As a novelist with soles of wind, Alexandre Dumas was fascinated by this other world which fed into his pilgrim curiosity. Several travel narratives set in the Near and Middle East were born from this passion. In 1839, Dumas wrote Quinze jours au Sinaï; in 1856-1857, Pèlerinage de Hadji-Abd-El-Hamid. Médine et la Mecque; in 1860, L’Arabie heureuse. Souvenirs de voyages en Afrique et en Asie. But these travel memoires belonged to other people, with Dumas lending his pen and his name, satisfying his passion for an Orient more visited in dreams than in reality.
Recueil. Alexandre Dumas, père. Documents iconographiques
Dumas discovered North Africa at the end of 1846, after attending the marriage of the Duke of Montpensier in Madrid. This journey deeply marked him. Firstly, there was Andalusia, whence “a scent of Arabia” emanated. The region appealed to Dumas because it was already no longer really Spain; “still today, the traveller stops in amazement and hesitation, because he senses that he is entering the mysterious and unknown world of the Orient”, he added in El Salteador. Dumas crossed the gates of the Western world by sea, aboard Le Véloce. He reached the coast of Algeria, then cast anchor near Tangiers. He then navigated along the coast, occasionally stopping, participating in hunts, a Jewish wedding, and visiting Algiers in a carriage. He collected unusual objects, while soaking up the local customs at a headlong rate. After Algiers, Tunis. In Carthage, he contemplated “Saint Louis’s tomb” and described the phenomenon of acculturation: “Amidst the ruins of Roman Carthage, there is a monument that looks like an Arabic marabout; it is Saint Louis’s tomb. This form was no doubt given to it in a calculated way. The Arabs, who saw no difference between the tomb of a French and a Muslim saint, had to respect each of them equally.” From the French consulate to local ceremonies, from a ball to a pheasant hunt, Dumas’s activities and encounters multiplied. After a month of high-speed tourism, he returned to Toulon on 4th January. This journey was to give him Le Véloce ou Tanger, Alger et Tunis, published in 1848. The interest of this account, apart from its vigorous style, lies in Dumas’s anthropological analysis of the groups of individuals he encountered.

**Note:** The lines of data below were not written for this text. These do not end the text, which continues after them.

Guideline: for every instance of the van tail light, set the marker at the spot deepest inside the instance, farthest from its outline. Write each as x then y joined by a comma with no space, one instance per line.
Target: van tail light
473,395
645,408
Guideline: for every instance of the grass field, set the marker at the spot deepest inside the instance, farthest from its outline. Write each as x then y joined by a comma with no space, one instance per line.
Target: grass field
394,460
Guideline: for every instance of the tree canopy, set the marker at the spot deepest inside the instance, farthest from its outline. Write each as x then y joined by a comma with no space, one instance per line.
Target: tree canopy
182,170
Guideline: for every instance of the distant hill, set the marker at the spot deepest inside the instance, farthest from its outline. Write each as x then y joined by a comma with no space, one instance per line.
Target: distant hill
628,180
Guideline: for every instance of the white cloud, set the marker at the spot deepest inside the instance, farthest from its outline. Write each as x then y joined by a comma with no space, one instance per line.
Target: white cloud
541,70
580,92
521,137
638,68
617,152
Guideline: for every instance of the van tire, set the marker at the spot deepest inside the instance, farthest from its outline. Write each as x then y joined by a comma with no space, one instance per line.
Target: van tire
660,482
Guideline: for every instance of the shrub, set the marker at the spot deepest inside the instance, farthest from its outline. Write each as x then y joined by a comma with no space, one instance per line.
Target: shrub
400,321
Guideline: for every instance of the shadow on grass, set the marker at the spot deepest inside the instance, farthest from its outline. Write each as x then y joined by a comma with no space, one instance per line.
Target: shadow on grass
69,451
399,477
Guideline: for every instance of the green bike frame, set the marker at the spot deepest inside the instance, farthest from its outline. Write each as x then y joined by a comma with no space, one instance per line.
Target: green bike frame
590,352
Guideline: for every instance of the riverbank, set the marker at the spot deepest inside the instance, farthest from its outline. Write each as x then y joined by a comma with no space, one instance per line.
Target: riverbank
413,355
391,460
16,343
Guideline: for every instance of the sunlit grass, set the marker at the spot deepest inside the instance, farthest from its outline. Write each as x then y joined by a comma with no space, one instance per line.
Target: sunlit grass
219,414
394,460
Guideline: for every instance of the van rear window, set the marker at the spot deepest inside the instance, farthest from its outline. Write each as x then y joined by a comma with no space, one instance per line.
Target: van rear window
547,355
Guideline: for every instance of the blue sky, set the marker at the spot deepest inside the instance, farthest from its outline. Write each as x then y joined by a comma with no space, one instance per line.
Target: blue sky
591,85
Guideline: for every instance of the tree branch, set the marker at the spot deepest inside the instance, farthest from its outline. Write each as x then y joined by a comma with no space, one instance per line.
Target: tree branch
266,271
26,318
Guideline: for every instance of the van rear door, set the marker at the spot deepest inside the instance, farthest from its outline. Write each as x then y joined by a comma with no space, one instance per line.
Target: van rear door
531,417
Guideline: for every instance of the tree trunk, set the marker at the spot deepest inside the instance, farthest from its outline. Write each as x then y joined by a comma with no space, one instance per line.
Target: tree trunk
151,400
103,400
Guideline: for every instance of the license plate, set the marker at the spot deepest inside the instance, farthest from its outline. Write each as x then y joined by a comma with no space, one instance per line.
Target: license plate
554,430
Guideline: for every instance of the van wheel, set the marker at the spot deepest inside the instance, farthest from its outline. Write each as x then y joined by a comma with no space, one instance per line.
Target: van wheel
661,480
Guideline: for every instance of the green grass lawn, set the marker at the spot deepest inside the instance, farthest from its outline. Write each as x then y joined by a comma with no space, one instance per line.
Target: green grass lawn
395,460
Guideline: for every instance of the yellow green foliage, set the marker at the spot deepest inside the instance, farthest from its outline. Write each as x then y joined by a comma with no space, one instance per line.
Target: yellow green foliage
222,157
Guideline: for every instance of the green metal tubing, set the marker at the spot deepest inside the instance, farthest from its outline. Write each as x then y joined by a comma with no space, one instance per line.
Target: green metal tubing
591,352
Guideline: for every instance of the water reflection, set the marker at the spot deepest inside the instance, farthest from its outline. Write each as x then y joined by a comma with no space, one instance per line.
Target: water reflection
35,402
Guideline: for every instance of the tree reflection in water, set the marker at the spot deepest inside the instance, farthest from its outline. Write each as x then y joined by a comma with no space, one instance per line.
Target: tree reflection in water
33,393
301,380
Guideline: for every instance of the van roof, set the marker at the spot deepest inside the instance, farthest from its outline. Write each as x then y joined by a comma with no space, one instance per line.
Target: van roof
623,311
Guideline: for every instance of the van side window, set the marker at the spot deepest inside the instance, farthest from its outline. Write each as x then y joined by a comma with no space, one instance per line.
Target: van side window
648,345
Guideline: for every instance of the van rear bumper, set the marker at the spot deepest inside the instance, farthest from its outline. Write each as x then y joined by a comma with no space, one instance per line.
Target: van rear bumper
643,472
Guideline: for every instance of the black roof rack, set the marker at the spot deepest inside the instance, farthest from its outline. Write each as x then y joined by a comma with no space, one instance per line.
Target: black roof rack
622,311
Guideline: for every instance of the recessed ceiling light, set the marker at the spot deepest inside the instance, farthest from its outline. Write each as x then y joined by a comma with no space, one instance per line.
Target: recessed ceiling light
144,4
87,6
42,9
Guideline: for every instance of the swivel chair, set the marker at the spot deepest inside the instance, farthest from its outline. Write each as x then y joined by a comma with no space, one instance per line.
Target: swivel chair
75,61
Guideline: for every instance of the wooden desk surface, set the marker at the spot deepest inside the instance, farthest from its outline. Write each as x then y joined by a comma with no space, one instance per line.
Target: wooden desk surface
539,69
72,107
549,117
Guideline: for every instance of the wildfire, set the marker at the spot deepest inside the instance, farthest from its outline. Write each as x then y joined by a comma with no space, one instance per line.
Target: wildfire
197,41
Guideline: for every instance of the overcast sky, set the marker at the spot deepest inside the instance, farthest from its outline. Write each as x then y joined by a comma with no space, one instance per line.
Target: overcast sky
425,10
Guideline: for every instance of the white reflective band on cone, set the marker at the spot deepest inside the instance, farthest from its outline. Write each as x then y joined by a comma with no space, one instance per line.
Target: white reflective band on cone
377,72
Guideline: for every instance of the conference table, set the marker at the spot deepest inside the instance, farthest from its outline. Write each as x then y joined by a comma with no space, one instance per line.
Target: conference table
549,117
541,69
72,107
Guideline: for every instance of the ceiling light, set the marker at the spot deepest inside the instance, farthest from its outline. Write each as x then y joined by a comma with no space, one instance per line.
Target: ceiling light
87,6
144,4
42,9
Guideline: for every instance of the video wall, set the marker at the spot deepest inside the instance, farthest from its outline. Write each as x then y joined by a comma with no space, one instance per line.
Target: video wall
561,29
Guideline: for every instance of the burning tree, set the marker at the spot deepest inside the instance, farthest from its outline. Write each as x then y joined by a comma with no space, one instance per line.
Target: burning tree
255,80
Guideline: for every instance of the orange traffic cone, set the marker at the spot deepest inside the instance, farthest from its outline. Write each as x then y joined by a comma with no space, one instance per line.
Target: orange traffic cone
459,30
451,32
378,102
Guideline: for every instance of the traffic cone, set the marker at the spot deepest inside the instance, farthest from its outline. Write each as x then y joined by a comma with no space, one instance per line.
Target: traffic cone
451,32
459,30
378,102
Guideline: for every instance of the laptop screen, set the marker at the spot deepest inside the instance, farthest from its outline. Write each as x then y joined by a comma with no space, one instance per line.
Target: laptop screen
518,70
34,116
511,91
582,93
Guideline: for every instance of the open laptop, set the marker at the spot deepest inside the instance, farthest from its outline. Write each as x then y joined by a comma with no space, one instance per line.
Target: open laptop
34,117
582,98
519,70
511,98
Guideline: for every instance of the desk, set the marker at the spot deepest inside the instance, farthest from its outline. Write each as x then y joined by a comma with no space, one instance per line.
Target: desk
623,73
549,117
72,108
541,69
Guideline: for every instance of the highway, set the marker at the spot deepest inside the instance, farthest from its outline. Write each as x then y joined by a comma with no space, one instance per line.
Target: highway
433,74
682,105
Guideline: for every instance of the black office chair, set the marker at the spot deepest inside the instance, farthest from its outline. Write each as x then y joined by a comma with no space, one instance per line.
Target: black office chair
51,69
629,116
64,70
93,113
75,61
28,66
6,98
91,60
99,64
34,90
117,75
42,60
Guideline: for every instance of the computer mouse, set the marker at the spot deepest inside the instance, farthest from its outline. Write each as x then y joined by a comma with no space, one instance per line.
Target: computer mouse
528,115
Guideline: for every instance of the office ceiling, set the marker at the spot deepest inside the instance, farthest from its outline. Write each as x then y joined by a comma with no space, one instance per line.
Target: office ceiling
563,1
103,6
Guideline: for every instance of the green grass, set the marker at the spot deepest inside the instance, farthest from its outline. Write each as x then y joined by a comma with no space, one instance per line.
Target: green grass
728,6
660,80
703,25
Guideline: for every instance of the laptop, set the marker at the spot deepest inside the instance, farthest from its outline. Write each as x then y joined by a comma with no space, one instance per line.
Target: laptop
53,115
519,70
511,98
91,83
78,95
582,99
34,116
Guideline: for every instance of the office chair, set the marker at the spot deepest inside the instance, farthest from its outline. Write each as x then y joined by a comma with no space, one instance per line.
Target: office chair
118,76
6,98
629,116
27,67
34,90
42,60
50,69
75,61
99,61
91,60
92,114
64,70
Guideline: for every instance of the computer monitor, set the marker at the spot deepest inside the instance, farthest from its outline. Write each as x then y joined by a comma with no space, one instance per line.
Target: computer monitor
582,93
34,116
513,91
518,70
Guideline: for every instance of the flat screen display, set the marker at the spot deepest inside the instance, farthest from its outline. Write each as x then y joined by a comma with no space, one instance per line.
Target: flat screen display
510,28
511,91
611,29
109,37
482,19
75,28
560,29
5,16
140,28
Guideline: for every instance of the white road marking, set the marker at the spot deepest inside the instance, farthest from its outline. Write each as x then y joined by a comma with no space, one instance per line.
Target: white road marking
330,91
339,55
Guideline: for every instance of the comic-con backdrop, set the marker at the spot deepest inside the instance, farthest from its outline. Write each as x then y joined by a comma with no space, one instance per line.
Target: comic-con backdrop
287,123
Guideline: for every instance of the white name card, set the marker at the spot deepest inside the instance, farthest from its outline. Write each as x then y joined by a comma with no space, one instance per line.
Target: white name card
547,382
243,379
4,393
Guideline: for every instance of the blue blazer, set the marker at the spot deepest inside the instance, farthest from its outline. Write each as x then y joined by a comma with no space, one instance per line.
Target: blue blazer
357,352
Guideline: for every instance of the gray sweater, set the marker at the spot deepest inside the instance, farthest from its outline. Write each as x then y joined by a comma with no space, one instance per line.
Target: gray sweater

But this traveller also depicted the ins and outs of the complex relationship between Algeria and France. For Dumas, the Orient was not just a space for poetic meditation, it was also a site for political reflexion about the future of civilisations and meetings between cultures.
The Orient is a mirror held up in front of the artistic condition, as suggested in the final lines of Le Véloce, which are tinged with melancholy: “France is full of contemporaries, or in other words ‘envy’. Foreignness means posterity, in other words ‘justice’. Why are things this way, when it would be so wonderful if they were different?”
Dumas projected onto the Orient a political and personal ideal, which was already present in the works of his youth. For, in his fictional writings, Dumas gave a large place to the Orient, seen as a land of freedom, and the cradle of civilisation. This opposition between France and the Orient fed into his plays and novels long before his actual or imaginary travel accounts. The most original creation in Charles VII chez ses grands vassaux, a play performed at the Odéon in October 1831, is Yaqoub, a young Arab taken back to France by a lord. Dumas gave him the decisive role: just on his own, he embodied all the violence and freedom that was attributed to the Orient. Yaqoub is the emblem of sincere passions. At the end Dumas, saves him: the untameable Yaqoub flees and returns to the desert.
Dumas’s Orient can be seen splendidly in the pages of The Count of Monte Cristo. This novel is struck through with memories of the Thousand and One Nights : several of its novelistic topoi, and the names of its characters, allude to those tales’ oriental imagery. Edmond Dantès himself was taught by Abbé Faria, thus giving him an “oriental” erudition. Dantès plays ironically with the clichés coming from alien customs. He starts out by passing himself off as an Oriental then, after returning to Paris, as an Orientalist, in other words a scholar in the mood of the times. The Orient thus allowed Dumas to legitimise the identities of his hero, while justifying his knowledge and huge fortune. For, exceptional wealth and occult wisdom are a part of Oriental myths. The oriental path of Edmond Dantès can be set alongside recent history and Dumas’s personal epic. Ever since the Egyptian campaigns, the Orient had been associated with the discovery of extraordinary treasures. Such is the driver of the novel. The memory of imperial conquest was also the weak point of Alexandre, the son of General Dumas, Commander-in-Chief of the cavalry of the Orient, and hero of the expedition to Egypt.